Willy Yang / Sun Staff Photographer

Prof. Marianne Hirsch, English and Comparative Literature, Columbia University, and Prof. Leo Spitzer, history, Dartmouth College discuss the importance of preserving photographs at a lecture Thursday.

November 10, 2016

Professors Emphasize Importance of Preserving Holocaust Memory

Print More

Prof. Marianne Hirsch, English and Comparative Literature, Columbia University, and Prof. Leo Spitzer, history, Dartmouth College, stressed the importance of preserving photos of Jewish children in underground ghetto schools during the Holocaust, at a lecture Thursday.

“What do we owe the victims of massive violence that occurred before we were born?” Hirsch said. “How can we carry their stories forward without being overwhelmed by them, without appropriating them?”

To understand and preserve the memory of Jewish school children, Hirsch and Spitzer uncovered stories from photographs of taken in ghettos and Nazi-run concentration camps

“By putting together … the ghetto photos taken by perpetrators, by officially sanctioned and by clandestine photographers … we can go beyond the limitations of photo archives and create an archive of possibility,” Hirsch said.

At first glance, photos taken by officially sanctioned photographers simply show smiling groups of students gathered around a central authority figure — usually a teacher. Taking a closer look at the seemingly happy children reveals the gauntness of their faces and the Jewish stars sewn onto their clothing, a symbol Hirsch called “the emblematic mark of indifference and subordination imposed on Jews throughout Europe.”

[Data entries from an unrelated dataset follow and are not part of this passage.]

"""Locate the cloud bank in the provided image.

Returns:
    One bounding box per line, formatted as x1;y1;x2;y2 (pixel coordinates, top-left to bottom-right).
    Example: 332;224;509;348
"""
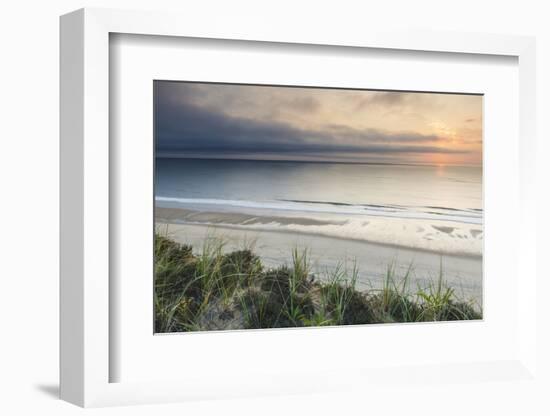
155;82;481;164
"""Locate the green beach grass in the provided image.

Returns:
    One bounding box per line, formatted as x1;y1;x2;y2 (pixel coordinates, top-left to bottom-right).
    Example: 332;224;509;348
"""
154;233;481;333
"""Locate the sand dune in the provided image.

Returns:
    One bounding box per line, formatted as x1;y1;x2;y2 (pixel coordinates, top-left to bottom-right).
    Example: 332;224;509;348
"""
156;219;483;306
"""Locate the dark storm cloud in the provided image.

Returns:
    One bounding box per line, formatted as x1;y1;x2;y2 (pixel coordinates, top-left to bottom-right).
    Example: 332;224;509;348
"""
155;84;467;157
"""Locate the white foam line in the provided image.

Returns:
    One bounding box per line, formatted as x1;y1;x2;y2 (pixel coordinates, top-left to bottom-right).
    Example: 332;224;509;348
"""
155;196;483;225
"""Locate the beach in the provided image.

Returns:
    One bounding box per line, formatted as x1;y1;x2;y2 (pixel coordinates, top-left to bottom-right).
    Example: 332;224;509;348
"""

In addition to photos of schoolchildren taken by Nazi-sanctioned photographers, clandestine photographers have preserved the memory of underground Jewish schools, attended by an estimated 20 percent of children in ghettos, according to Spitzer.

These underground schools acted as “the primary agencies in shaping and reinforcing the values, outlooks and beliefs that constitute citizenship [for Jews within the ghetto],” Hirsch said.

Spitzer reiterated the importance of these schools in preserving normalcy, saying that “the ghetto images of children learning together attests to the value of dailiness and continuity in times of extremity. They affirm the importance of being part of a collective body, however vulnerable.”

“At times of persecution where communal life is fractured and annihilated, such as during the Holocaust, the social belonging signified by class photos can become especially precious,” Hirsch said.

So far, more than 10,000 photo negatives have been recovered from secret ghetto archives in Europe, Hirsch said.

“It is hard not to read these images through the retrospective lens of our knowledge of what came to be, as photos of young children looking toward a future they would never be able to live,” Hirsch said.

Hirsch connected the lecture to the difficult week that the Cornell community has experienced.

“I hope that some of what we say tonight will be relevant to the future we’re all envisioning right now, and to the fight that we’ll have to undertake to maintain some justice in this country,” she said.

This lecture was part of the Jewish Studies Programs’ “Technologies of Memory” series, which will continue on Dec. 1 with a lecture entitled, “Reframing Holocaust Testimony.”